Wilayah yang terendam banjir itu berada di Kabupaten Bekasi, Kota Bekasi, Kabupaten Bogor, Kota Tangerang, Kabupaten Tangerang, Kota Tangerang Selatan, Kabupaten Karawang, Jakarta Timur, Jakarta Barat, Jakarta Selatan, Jakarta Utara dan Kabupaten Lebak. Banjir yang paling tinggi masih berada di wilayah Jakarta Barat, yakni 1,5 meter.
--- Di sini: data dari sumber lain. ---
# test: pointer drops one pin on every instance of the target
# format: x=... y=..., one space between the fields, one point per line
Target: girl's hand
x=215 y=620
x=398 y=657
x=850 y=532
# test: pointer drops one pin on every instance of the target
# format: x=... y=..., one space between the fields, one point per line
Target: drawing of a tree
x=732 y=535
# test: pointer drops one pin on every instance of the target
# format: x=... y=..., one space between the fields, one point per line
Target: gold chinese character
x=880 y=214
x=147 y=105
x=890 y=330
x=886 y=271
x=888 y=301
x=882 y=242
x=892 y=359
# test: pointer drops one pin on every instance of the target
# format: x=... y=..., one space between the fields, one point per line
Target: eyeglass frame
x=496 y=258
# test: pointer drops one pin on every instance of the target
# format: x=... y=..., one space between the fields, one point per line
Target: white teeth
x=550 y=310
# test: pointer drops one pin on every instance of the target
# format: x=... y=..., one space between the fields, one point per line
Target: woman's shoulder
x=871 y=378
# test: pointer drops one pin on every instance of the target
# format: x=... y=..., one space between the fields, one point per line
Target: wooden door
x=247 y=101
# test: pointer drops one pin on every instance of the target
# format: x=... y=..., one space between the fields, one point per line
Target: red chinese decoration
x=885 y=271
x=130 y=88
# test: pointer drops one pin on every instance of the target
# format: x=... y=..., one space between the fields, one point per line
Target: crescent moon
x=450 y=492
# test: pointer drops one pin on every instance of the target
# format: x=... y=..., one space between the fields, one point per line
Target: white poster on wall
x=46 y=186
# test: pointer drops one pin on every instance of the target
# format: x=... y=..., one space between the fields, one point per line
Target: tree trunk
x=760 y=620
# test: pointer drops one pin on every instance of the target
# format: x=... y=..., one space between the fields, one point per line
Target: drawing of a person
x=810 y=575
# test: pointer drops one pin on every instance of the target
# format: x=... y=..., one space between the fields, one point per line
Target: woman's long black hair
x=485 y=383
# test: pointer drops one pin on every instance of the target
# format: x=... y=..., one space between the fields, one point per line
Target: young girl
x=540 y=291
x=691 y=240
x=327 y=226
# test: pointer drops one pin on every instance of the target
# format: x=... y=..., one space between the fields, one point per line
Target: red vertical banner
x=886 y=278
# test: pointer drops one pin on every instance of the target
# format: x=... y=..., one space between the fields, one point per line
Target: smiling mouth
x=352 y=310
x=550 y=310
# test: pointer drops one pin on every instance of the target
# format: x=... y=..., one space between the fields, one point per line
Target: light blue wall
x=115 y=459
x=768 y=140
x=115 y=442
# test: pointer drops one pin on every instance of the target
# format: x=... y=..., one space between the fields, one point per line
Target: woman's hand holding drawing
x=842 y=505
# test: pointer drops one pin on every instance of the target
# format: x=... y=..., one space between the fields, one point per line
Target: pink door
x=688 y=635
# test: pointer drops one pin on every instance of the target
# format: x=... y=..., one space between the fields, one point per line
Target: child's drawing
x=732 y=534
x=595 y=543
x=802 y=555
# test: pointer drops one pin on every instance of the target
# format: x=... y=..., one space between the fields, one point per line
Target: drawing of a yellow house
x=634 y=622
Di Indonesia memang setiap tahunnya langganan banjir. Masalah yang satu ini seperti tidak kunjung selesai. Dari tahun-ketahun banjir masih menjadi persoalan yang membelit. Jika banjir ini merupakan bencana yang bersifat insidental tentu banjir tidak selalu melanda berulang kali. Hal ini seharusnya membuat kita tergerak untuk menyikapi persoalan ini dengan kritis, guna menemukan solusi tepat sasaran dan tuntas.
Pada penelitian yang dilakukan nengan membandingkan data BMKG dan data banjir BPBD, ternyata banjir terparah tak selalu terkait dengan tingginya curah hujan. Pada data yang dibeberkan BMKG pada konferensi pers, tahun 2014 tidak tergolong curah hujan ekstrim. Namun, luas banjir di tahun itu tergolong paling besar ketimbang tahun-tahun lainnya. Dengan demikian, ada hal lain yang menyebabkan parahnya banjir ibukota selain masalah tingginya curah hujan.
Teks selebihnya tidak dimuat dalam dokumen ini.